53.

On the porch one evening. The two of us watching the Night Gardener gardening. Tess saying, “I want to see her alone.” We had been out to The Pine together, the two of us, and sometimes the three of us, a number of times and in various combinations. Me alone, my father alone, but never Tess alone. My mother was always better, and she was always the same. Physically, she was stronger. She seemed to glow. Her spine had straightened. Still, her eyes remained flat. The coldness deepened, the distance more profound.

It was her old toughness without the warmth.

What happens exactly? Physiologically, what happens? To the eyes, I mean. How do they brighten? How do they dull? Whatever it is, hers were awful. And combined with the way she held herself away from me, her questioning, as if I were some stranger, one of her many acolytes seeking advice, come for an audience with Empress Anne-Marie.

I often had the impression she was preparing to leave. Even if that’s the one thing she wasn’t doing. And yet every visit the same feeling. Talking to her I saw the light of interest go out. Click, and off it goes. Like one of those old TV sets. The picture drawing in from all sides to a pinpoint of light.

When we were kids, Claire used to blow at the last instant like it was a candle.

My mother drawing away just like that.

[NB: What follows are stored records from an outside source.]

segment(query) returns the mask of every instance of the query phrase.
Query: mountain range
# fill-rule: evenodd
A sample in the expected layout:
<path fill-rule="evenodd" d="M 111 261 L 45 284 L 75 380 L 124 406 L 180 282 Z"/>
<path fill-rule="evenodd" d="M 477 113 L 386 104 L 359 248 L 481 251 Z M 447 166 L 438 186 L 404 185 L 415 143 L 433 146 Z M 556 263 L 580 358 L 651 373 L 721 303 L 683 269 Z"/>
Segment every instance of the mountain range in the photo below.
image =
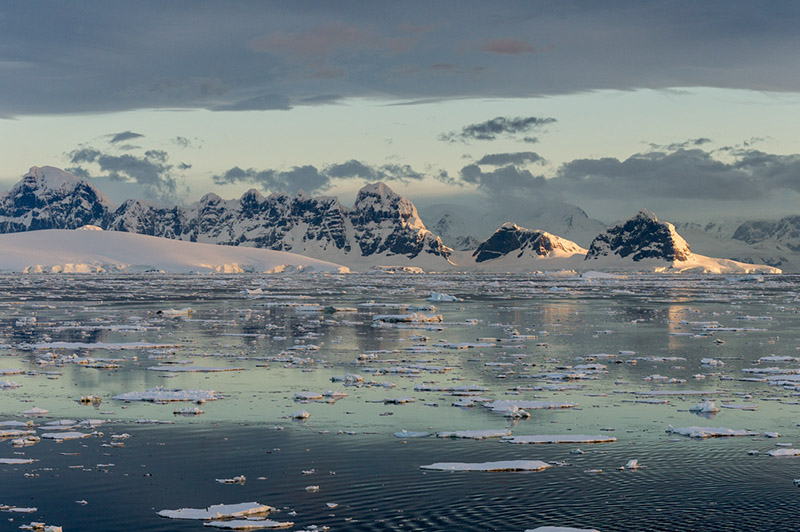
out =
<path fill-rule="evenodd" d="M 602 227 L 568 204 L 543 210 L 538 218 L 553 222 L 548 229 L 556 226 L 575 234 Z M 433 225 L 458 249 L 451 248 L 441 235 L 426 228 L 411 201 L 383 183 L 364 186 L 352 207 L 333 197 L 311 197 L 302 192 L 296 196 L 263 196 L 256 190 L 247 191 L 238 200 L 206 194 L 188 206 L 141 200 L 115 206 L 89 181 L 45 166 L 31 168 L 19 183 L 0 195 L 0 233 L 91 225 L 106 231 L 291 252 L 354 269 L 417 266 L 437 271 L 780 272 L 771 266 L 693 253 L 675 226 L 647 211 L 599 234 L 595 232 L 588 249 L 547 231 L 510 222 L 480 241 L 464 234 L 464 220 L 462 213 L 444 209 Z M 800 217 L 774 226 L 743 224 L 733 239 L 744 246 L 751 242 L 766 246 L 764 242 L 779 238 L 788 251 L 796 252 L 800 250 L 799 221 Z"/>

But in the slowest motion. Visit after visit, an incremental contraction.

No one else saw it. The others, my father, Tess, they talked about her health. It drew them closer. An intimacy built around a shared love for my mother. Love is the wrong word. I loved her too. So what’s right? An enthusiasm? A belief? A faith? Yes. And me? No, not quite. I didn’t buy it. I didn’t buy the routine. The silent sage. The found-truth-and-God-in-prison routine. Not if the God she found had stolen all her warmth. Had stolen her from me.

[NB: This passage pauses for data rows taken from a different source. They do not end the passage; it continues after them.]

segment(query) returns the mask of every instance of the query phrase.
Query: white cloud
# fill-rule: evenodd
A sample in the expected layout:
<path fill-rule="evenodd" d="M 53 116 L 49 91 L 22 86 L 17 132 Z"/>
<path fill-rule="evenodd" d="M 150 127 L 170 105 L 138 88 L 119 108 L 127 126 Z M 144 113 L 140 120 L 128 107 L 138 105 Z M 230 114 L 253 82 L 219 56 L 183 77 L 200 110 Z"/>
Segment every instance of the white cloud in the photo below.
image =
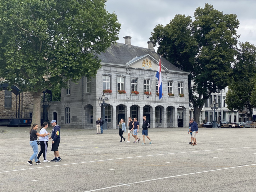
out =
<path fill-rule="evenodd" d="M 240 22 L 239 40 L 256 45 L 256 1 L 209 0 L 207 2 L 224 14 L 237 15 Z M 109 0 L 106 5 L 107 10 L 114 12 L 122 24 L 118 42 L 124 43 L 123 37 L 128 35 L 132 37 L 132 45 L 147 47 L 146 41 L 157 25 L 166 25 L 176 14 L 193 17 L 196 9 L 203 7 L 206 3 L 202 0 Z"/>

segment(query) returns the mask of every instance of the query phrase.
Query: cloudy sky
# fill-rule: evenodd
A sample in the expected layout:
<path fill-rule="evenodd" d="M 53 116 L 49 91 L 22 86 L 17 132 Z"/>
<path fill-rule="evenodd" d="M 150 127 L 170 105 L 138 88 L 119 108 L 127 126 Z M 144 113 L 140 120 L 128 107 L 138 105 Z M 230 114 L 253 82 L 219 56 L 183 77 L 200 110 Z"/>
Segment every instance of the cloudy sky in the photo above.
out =
<path fill-rule="evenodd" d="M 124 43 L 123 37 L 128 36 L 132 37 L 132 45 L 147 48 L 146 41 L 156 26 L 165 26 L 176 14 L 193 17 L 196 9 L 204 7 L 206 3 L 224 14 L 236 15 L 240 23 L 239 40 L 256 45 L 255 0 L 108 0 L 106 5 L 122 25 L 117 42 Z"/>

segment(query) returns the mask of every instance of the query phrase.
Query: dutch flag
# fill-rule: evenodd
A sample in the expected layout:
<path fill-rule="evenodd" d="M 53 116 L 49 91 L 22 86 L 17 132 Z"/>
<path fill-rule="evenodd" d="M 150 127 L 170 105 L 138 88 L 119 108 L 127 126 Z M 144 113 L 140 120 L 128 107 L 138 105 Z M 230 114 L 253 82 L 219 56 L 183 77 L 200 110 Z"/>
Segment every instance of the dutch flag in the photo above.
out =
<path fill-rule="evenodd" d="M 158 79 L 158 92 L 159 94 L 159 99 L 162 98 L 163 89 L 162 87 L 162 73 L 161 71 L 161 59 L 159 59 L 159 65 L 156 71 L 156 77 Z"/>

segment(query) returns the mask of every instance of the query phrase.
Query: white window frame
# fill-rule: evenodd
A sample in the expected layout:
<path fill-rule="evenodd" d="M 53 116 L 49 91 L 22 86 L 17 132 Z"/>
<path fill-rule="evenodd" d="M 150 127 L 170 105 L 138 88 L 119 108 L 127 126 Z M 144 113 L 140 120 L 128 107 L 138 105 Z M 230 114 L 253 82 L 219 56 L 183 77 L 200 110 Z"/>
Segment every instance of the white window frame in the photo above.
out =
<path fill-rule="evenodd" d="M 184 94 L 183 89 L 184 88 L 183 83 L 179 82 L 178 83 L 178 91 L 179 94 Z"/>
<path fill-rule="evenodd" d="M 144 80 L 144 92 L 148 92 L 150 91 L 150 80 L 149 79 Z"/>
<path fill-rule="evenodd" d="M 92 92 L 92 78 L 86 77 L 86 93 Z"/>
<path fill-rule="evenodd" d="M 167 82 L 167 93 L 170 94 L 173 94 L 173 83 L 172 81 L 168 81 Z"/>
<path fill-rule="evenodd" d="M 102 86 L 103 90 L 111 89 L 110 87 L 111 81 L 110 77 L 109 76 L 105 75 L 102 77 Z"/>
<path fill-rule="evenodd" d="M 66 81 L 67 84 L 67 88 L 66 89 L 66 95 L 68 95 L 70 94 L 70 79 Z"/>
<path fill-rule="evenodd" d="M 132 91 L 138 91 L 138 79 L 132 78 L 131 80 Z"/>
<path fill-rule="evenodd" d="M 117 77 L 117 90 L 124 90 L 124 78 L 122 77 Z"/>

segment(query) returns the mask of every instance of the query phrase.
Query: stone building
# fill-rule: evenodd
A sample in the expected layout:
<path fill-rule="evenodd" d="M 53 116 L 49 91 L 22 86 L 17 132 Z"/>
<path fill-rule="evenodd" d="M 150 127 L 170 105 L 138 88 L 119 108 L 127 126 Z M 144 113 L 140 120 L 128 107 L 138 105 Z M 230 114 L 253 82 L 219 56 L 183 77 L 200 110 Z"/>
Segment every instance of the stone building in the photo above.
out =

What I saw when we came to visit was the slow disappearance of my mother. She was being replaced by something else, something foreign.

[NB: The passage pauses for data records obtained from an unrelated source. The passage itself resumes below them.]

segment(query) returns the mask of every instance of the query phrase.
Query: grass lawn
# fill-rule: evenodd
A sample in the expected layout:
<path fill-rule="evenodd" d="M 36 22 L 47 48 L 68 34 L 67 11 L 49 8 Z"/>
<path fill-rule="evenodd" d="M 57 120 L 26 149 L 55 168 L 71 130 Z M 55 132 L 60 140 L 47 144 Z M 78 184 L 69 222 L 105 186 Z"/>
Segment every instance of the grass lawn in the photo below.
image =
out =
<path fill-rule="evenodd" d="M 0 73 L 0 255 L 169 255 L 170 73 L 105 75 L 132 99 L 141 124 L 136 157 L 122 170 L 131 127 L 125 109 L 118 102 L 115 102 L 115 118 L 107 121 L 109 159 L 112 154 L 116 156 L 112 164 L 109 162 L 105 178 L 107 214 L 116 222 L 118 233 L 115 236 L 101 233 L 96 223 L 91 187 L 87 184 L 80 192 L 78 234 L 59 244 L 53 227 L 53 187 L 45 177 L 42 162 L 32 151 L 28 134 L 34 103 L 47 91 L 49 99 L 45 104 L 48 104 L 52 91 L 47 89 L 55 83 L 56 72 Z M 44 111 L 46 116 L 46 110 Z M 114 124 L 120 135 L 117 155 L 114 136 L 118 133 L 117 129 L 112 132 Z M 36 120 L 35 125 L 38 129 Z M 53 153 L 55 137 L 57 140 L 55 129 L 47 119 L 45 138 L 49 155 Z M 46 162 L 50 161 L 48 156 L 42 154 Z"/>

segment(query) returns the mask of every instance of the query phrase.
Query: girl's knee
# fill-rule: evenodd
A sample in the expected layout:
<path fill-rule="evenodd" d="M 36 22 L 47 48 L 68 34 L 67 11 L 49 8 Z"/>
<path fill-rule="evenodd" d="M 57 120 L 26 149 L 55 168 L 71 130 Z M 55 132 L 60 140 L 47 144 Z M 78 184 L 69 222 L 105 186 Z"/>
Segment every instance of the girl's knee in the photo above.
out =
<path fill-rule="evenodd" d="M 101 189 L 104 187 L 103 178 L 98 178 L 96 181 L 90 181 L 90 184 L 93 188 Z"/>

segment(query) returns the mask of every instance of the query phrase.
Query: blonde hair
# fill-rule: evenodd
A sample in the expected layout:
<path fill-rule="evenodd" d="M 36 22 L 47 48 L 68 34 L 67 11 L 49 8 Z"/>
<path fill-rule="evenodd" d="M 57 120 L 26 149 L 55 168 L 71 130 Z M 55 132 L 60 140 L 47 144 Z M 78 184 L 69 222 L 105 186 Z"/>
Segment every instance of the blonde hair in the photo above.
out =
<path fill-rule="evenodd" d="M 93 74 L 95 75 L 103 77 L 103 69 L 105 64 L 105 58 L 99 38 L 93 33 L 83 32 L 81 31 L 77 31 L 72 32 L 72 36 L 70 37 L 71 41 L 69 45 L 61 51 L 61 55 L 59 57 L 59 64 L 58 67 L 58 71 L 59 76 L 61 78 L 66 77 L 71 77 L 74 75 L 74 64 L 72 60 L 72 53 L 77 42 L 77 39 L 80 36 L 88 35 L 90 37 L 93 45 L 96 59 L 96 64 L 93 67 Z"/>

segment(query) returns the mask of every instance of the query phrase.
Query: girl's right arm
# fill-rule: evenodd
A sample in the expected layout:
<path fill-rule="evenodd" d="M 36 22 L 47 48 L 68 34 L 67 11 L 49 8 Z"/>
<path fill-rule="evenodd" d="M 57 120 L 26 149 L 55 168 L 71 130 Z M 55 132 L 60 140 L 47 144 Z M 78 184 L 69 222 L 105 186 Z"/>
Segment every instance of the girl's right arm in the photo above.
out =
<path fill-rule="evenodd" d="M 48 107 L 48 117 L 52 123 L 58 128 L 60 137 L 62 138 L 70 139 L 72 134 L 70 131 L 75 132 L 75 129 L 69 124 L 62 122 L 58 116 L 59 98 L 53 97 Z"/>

Anyway, we weren’t the only visitors. Right away she had fans. She showed us the letters. The small gifts. Dream catchers, and coasters and poems mounted on cardboard. Mostly women. Men too though, which, while he’d have never said it, troubled my father.

 

Dear Mrs. March, you are a hero. Dear Mrs. March, It’s about time. Dear Mrs. March, There is a limit to what we will accept, is there not? Ma’am, I have no pity for that man, whose name I will not write. My pity is for his widow, and for his children. And now they are free, while you are not. Dear Mrs. March, Without you, I would not have found the courage to leave. Dear Mrs. March, Every night I dream of leaving, and each morning I find myself here in the same bed, with the same man, and I cannot find the courage to do anything but make him breakfast. Dear Anne-Marie, I’m fifteen. I read about you in the paper. My father is a rich man. Last year he broke my collarbone. He is in the living room. You are in jail. Mrs. March, when I was a boy my father killed my mother. I saw your photo in the paper and I am glad for what you did. Dear Mrs. March, Should I kill my boyfriend? Dear Ms. March, We are a group of women. Dear Ms. March, We have run out of patience.

 

The letters came and came and came.

My mother turned from nurse to killer to heroine.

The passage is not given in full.